By Craig Springer/USFWS
A network of seven Fish Technology Centers exists to help the National Fish Hatchery System to hone its efficiency. Tech center scientists develop technologies to produce healthy, genetically diverse fishes and aquatics organisms best adapted for restoration and recovery efforts. Work of the tech centers reaches well beyond federal hatcheries, providing our conservation partners with applied science support in biostatistics, population ecology, and genetic analyses. Technology developed in the Fisheries Program benefits aquaculture, public and private, by reducing costs and enhancing quality, and improving overall fish culture operations.
Private John Allen National Fish Hatchery, MS, is named after the representative who appealed to the Congress in his famous ‘hatchery speech’: “Fish will travel overland for miles to get into the water we have at Tupelo . . . thousands and millions of unborn fish are clamoring to this Congress today for an opportunity to be hatched at the Tupelo hatchery.” Today, quality water helps ensure a quality brood stock of gulf-coast walleye, the only one in the nation. Behemoths like paddlefish, alligator gar, and lake sturgeon are cultured there for restoration projects.
It takes healthy fish for good fishing, and healthy ecosystems. The Service’s nine National Fish Health Centers implement the National Wild Fish Health Survey, detecting and mapping where fish disease pathogens occur in the wild – and where they don’t. The work is integral to conserving America’s fisheries; the survey gives natural resource managers an effective fish management.
Paddlefish range through the big rivers all across the Mississippi basin. Overlay the artificial political boundaries and you can readily see why there’s a need for coordinated management of fish renown for wandering far and wide. The National Paddlefish Database administered by the Carterville and Columbia fishery resources offices track paddlefish population stats, allowing federal, tribal, and state fish and game agencies to make informed management decisions, including raising fish at several national fish hatcheries from North Dakota to Louisiana.
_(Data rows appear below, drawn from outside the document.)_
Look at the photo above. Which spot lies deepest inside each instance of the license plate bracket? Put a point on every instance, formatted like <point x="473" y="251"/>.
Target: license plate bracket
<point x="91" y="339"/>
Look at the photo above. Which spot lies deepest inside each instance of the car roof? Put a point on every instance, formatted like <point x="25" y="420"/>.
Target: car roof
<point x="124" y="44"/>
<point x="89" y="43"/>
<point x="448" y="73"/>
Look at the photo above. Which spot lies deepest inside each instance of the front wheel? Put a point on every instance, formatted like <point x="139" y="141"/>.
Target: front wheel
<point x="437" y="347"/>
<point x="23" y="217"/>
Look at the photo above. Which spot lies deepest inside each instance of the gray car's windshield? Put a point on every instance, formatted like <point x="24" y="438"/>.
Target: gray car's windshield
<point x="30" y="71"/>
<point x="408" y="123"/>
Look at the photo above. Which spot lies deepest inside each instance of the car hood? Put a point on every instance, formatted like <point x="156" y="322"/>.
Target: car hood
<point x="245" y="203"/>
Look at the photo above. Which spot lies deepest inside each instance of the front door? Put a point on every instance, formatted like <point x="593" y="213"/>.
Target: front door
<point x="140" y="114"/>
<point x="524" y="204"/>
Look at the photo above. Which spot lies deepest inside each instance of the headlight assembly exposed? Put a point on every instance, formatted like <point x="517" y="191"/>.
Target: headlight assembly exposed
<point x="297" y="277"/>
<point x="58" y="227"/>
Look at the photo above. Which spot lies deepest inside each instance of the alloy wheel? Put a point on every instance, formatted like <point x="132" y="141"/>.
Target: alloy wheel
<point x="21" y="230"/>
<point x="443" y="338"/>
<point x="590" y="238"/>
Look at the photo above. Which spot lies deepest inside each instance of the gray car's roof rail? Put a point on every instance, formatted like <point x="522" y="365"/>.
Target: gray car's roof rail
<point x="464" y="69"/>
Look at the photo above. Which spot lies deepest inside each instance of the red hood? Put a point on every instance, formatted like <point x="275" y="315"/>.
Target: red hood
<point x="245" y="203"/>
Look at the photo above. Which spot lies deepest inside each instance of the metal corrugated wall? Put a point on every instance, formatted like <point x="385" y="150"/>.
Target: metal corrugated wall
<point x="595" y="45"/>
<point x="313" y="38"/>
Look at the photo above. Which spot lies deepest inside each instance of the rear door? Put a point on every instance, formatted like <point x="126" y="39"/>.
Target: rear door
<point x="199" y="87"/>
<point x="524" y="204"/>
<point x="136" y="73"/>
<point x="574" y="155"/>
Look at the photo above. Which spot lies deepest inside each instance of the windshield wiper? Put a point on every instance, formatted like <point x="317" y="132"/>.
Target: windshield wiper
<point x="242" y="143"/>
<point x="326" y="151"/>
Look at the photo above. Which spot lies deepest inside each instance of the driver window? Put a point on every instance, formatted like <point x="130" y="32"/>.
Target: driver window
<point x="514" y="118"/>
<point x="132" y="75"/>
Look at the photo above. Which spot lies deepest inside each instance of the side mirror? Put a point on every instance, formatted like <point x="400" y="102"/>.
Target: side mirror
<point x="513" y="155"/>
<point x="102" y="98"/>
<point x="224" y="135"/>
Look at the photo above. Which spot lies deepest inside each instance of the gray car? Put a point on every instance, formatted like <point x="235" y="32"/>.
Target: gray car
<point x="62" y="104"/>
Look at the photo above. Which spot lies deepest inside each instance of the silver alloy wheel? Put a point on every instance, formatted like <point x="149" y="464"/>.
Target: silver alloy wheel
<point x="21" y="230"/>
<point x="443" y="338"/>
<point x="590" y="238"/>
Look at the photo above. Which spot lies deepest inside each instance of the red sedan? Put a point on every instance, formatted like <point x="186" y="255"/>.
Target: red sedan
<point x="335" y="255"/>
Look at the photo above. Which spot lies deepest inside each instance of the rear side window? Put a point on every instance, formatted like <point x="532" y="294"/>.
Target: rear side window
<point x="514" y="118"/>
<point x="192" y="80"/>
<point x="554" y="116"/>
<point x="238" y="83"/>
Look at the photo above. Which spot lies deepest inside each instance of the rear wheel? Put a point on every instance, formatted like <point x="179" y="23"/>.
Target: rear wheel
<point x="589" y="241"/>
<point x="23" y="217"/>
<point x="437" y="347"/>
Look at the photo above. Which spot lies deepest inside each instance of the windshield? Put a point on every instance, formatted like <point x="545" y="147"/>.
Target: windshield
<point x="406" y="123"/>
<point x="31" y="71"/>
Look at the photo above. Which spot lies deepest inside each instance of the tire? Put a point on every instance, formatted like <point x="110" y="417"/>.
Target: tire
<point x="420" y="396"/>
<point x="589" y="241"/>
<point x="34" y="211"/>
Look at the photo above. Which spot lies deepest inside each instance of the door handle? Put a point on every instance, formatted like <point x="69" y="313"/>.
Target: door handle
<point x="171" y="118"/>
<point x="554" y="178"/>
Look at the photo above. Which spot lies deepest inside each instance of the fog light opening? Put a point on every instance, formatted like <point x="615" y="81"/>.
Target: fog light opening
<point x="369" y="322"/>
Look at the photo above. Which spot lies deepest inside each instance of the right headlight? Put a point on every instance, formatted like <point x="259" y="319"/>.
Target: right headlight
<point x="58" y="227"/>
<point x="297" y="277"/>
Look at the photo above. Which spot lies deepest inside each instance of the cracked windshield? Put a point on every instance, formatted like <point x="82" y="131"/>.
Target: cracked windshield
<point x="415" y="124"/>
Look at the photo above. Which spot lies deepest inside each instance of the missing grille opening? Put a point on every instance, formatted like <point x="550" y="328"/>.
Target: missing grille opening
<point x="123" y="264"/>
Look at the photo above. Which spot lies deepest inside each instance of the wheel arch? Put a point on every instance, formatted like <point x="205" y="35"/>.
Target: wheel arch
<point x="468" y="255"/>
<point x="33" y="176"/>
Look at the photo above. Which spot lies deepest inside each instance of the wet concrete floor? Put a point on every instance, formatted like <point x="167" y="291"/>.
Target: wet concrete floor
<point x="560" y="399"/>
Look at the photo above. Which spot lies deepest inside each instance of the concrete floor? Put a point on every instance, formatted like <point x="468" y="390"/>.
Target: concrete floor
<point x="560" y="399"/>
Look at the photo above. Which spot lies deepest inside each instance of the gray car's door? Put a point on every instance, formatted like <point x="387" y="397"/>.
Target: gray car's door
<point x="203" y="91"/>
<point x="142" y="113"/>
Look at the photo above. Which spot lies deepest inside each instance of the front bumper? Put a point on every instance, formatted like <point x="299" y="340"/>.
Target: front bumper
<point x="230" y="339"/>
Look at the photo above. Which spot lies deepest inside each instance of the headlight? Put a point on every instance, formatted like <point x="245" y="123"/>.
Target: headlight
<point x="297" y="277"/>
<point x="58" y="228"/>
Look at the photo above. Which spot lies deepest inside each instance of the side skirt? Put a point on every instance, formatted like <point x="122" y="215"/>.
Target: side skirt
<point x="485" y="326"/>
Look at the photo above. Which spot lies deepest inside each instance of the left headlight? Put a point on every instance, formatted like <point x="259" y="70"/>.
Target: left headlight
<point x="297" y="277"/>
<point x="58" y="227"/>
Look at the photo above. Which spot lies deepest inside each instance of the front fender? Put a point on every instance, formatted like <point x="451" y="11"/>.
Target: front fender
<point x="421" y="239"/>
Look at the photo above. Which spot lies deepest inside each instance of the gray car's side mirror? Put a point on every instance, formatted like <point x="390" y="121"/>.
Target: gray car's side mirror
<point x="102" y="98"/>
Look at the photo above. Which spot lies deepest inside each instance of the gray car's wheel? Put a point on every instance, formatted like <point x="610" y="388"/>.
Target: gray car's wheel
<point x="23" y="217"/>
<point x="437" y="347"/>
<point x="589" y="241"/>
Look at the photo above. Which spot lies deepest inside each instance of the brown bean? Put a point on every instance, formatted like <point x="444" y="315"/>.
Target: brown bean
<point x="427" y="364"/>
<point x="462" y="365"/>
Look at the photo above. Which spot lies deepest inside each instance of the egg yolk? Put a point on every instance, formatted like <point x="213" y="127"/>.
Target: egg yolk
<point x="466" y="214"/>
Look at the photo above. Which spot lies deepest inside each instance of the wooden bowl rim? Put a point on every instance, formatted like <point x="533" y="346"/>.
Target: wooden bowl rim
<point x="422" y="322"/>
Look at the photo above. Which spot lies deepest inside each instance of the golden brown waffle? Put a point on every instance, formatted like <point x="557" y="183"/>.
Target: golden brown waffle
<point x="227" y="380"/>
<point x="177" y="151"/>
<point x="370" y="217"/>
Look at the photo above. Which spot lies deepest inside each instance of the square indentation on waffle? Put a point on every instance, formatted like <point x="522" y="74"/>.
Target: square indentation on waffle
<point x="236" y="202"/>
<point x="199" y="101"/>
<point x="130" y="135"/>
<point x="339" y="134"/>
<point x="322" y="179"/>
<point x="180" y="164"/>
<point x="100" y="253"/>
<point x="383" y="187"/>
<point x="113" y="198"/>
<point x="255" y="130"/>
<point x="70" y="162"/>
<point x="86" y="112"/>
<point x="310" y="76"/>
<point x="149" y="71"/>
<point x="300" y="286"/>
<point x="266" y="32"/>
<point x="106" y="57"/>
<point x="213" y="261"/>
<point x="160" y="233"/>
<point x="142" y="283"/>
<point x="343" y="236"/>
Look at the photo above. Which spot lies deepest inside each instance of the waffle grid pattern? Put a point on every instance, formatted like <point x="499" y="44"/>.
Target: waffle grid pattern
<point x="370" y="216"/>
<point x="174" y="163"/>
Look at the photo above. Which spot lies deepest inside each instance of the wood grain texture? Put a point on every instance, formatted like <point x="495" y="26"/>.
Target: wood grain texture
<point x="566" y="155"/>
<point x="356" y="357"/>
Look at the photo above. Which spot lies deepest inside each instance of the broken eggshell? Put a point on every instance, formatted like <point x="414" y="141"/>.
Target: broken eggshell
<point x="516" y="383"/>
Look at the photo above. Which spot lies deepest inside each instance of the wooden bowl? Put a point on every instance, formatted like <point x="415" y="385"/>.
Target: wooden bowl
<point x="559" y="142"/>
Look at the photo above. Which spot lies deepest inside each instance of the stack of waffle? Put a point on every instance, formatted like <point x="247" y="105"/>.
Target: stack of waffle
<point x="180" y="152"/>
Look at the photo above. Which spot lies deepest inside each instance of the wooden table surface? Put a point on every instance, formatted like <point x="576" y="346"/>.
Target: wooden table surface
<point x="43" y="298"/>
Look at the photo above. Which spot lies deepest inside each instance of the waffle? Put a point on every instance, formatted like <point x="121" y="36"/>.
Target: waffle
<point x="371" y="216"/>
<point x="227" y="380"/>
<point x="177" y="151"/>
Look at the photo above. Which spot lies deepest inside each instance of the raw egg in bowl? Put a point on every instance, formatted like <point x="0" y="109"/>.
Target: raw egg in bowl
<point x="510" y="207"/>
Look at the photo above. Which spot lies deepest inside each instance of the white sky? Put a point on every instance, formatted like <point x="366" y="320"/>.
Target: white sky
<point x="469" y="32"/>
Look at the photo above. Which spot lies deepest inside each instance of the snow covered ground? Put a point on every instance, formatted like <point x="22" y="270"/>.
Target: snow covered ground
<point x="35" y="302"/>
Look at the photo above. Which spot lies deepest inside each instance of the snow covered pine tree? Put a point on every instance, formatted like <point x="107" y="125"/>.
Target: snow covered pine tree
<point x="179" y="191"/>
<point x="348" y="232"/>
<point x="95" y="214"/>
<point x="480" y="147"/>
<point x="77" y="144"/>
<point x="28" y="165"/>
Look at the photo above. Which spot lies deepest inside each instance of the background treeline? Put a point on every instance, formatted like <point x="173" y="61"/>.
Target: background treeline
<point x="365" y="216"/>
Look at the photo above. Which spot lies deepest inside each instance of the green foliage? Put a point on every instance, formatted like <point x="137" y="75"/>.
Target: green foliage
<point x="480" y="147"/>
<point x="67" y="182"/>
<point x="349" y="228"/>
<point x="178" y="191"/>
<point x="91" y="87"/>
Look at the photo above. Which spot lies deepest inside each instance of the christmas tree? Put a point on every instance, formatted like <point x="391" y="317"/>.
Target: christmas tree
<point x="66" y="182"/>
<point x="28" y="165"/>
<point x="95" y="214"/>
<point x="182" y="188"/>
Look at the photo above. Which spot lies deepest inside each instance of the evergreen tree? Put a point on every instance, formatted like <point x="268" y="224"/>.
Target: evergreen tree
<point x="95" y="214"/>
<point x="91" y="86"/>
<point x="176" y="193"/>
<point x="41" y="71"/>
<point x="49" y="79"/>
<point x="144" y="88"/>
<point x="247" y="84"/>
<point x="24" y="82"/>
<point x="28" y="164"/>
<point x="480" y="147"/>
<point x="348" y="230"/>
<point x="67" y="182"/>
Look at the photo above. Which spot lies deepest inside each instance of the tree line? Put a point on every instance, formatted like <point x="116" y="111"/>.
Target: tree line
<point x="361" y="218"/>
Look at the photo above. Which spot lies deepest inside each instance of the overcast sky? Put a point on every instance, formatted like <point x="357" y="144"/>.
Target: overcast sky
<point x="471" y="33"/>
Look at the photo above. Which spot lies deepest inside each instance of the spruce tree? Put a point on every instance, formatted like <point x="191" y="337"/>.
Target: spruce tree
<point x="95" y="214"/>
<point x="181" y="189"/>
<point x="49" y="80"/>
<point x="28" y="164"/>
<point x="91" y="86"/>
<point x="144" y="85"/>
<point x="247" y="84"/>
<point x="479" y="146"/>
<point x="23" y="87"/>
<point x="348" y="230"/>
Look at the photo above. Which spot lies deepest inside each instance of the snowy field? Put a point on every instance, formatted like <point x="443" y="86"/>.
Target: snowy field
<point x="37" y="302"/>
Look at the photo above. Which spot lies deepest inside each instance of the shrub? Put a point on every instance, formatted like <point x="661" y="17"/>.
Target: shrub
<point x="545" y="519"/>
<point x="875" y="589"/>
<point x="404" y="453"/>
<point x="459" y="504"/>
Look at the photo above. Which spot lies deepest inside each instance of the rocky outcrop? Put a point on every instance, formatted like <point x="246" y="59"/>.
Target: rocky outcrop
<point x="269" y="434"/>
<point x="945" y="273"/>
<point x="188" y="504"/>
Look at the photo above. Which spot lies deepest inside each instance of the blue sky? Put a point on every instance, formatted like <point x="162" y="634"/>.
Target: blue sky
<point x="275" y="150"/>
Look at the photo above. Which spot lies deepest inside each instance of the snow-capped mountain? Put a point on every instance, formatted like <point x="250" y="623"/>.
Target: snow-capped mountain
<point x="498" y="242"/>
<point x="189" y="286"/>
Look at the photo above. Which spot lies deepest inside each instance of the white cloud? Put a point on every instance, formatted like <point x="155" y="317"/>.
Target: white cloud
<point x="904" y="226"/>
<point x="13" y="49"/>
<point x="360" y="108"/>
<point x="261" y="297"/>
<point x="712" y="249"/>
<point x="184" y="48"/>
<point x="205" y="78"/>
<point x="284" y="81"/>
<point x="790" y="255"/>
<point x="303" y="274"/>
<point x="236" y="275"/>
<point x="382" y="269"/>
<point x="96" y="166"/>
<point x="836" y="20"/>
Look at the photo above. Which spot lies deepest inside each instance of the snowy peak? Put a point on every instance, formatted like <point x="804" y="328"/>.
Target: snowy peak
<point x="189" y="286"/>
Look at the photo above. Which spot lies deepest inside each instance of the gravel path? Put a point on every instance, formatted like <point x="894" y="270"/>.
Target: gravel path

Craig Brook National Fish Hatchery, Maine, is the oldest continuously operating hatchery in the U.S. Established as a private hatchery during the same year Congress created the U.S. Fish Commission, 1871, Craig Brook has cultured 21 different species. Today, it’s focused on conserving six river-specific sea run populations of endangered Atlantic salmon. This fry-rearing station works with Green Lake NFH to rebuild Atlantic salmon populations in Maine.
The National Broodstock Program was established in 1970 to ensure a consistent and adequate supply of distinct strains of trout eggs from four species. Disease-free, genetically sound eggs produced at the broodstock hatcheries – Allegheny (PA), Ennis (MT), Erwin (TN), Iron River (WI), Genoa (WI), Norfork (AR), Saratoga (WY), Sullivan’s Creek (MI), and White Sulphur Springs (WV) – go to dozens of states, tribes, other hatcheries, and research facilities. These eggs support the production of millions of fish for recreational angling, species recovery and restoration, mitigation, drug registration through the Aquatic Animal Drug Approval Partnership, Tribal subsistence fishing, and other fisheries activities – making significant contributions to the economy, local and national.
It’s not just another acronym. HACCP, short for Hazard Analysis and Critical Control Points is a quality-control method used in the Fisheries Program to prevent the spread of invasive species. This leading-edge planning concept isn’t new to government; it has its genesis in NASA through Pillsbury Foods ensuring early moon mission food was contaminant-free. Fisheries field stations are adapting the systematic planning principles of HACCP to manage pathway contamination risks and prevent spread of unintended species.